In quel sito non si può costruire una struttura di quella portata. E’ Così il consiglio di stato dice di no allo studentato Adisu di San Bevignate. Una vicenda che va avanti da cinque anni. Con sentenza non definitiva del 17 settembre, il collegio presieduto dal giudice Sergio Santoro si è espresso a favore del parere della Soprintendenza che “boccia” la costruzione della struttura, contraria ad elementi paesaggistico-architettonici di questa parte della città.
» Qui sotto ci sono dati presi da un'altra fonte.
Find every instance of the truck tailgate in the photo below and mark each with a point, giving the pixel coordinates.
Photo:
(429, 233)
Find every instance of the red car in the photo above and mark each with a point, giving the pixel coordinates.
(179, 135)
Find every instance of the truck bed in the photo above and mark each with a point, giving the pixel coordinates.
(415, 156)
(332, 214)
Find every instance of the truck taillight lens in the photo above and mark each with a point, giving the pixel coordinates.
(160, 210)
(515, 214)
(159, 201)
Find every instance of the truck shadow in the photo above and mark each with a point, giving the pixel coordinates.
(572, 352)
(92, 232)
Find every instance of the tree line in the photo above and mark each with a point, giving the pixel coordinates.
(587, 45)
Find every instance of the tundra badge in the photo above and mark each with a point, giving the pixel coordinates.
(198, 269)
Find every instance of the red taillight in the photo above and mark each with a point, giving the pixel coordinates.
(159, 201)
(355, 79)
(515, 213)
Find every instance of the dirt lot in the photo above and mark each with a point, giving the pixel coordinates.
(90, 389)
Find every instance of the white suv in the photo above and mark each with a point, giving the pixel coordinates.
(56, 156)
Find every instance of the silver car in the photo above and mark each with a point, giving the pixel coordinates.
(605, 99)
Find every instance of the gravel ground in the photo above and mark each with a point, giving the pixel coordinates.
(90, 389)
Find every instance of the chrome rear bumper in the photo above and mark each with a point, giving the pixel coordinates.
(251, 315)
A metà novembre si conoscerà la parola fine quando con rito ordinario l’organo supremo di giustizia amministrativa dovrà dichiarare se quel parere, anche alla luce dei pronunciamenti del Tar e del ricorso dell’Adisu, è annullabile.

La strada comunque è quella di non far costruire la casa dello studente. Si apre dunque la partita dei risarcimenti, per primo l’impresa che aveva già speso quasi un milione per la cantierizzazione dell’opera. Chi dovrà risarcire? La Regione, il Comune o l’Adisu?
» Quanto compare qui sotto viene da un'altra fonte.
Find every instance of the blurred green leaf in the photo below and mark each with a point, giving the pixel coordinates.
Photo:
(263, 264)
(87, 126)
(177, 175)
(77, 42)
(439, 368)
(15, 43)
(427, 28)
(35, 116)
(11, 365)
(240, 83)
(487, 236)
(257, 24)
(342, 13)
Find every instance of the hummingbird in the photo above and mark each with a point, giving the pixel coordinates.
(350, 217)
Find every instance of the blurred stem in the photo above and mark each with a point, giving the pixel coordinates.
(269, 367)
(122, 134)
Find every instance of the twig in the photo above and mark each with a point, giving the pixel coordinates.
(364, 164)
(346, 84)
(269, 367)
Nel parere accolto si dice inoltre che «dal punto di vista naturalistico del paesaggio, il progetto del manufatto confligge con il sito vincolato».
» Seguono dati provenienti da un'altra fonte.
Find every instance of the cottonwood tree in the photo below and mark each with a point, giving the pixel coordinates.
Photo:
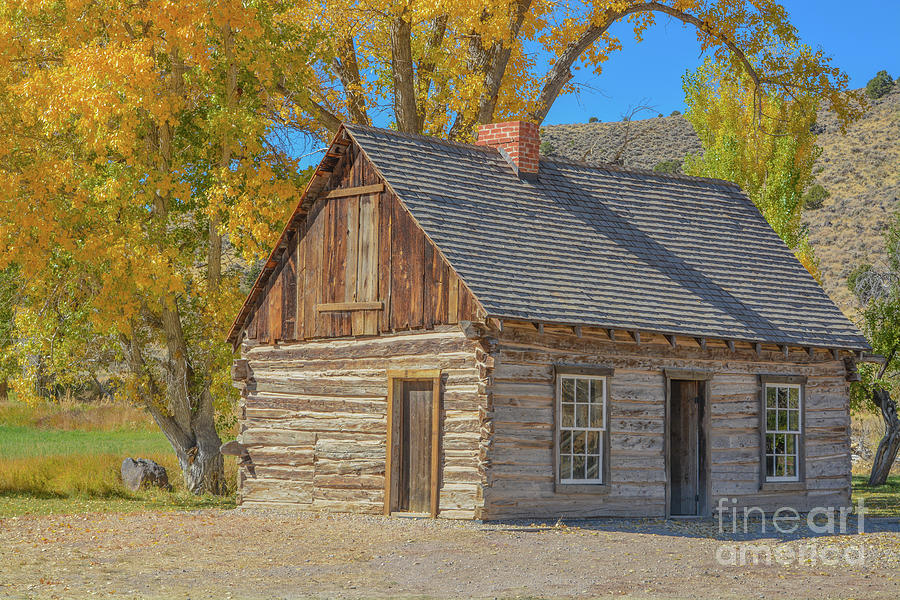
(443, 67)
(764, 143)
(133, 136)
(877, 288)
«Il progetto del manufatto confligge con il sito vincolato – scrive la Soprintendenza –, per i previsti volume, forma, materiali, colori e disegno dissonanti ed estranei alla dorsale collinare, in vicinanza alla strada che la contrassegna e in contrasto visivo con il contesto naturale tutelato e la sua originaria bellezza, in cui andrebbe ad essere pesantemente e visibilmente inserito» l’immobile. L’intero paesaggio «verrebbe lambito e visibilmente sovrastato nella realtà e nella percezione panoramica dal manufatto medesimo, con l’effetto definitivo ed irreparabile di grave menomazione e depauperamento del tratti naturalistici, storici ed identitari del luogo. C’è poi la presenza di altissimo rilievo storico-artistico, nelle immediate vicinanze del progettato intervento, del duecentesco complesso monumentale dell’intatta e imponente chiesa templare di San Bevignate – unica nel genere in Italia e una delle testimonianze meglio conservate in Europa dell’Ordine dei Cavalieri del Tempio. Sicché – conclude la Soprintendenza – il progettato manufatto per la sua mole e invasività trasforma e altera fino alla perdita di connotazione l’assetto particolare del paesaggio vincolato». Ora non resta che attendere la sentenza definitiva.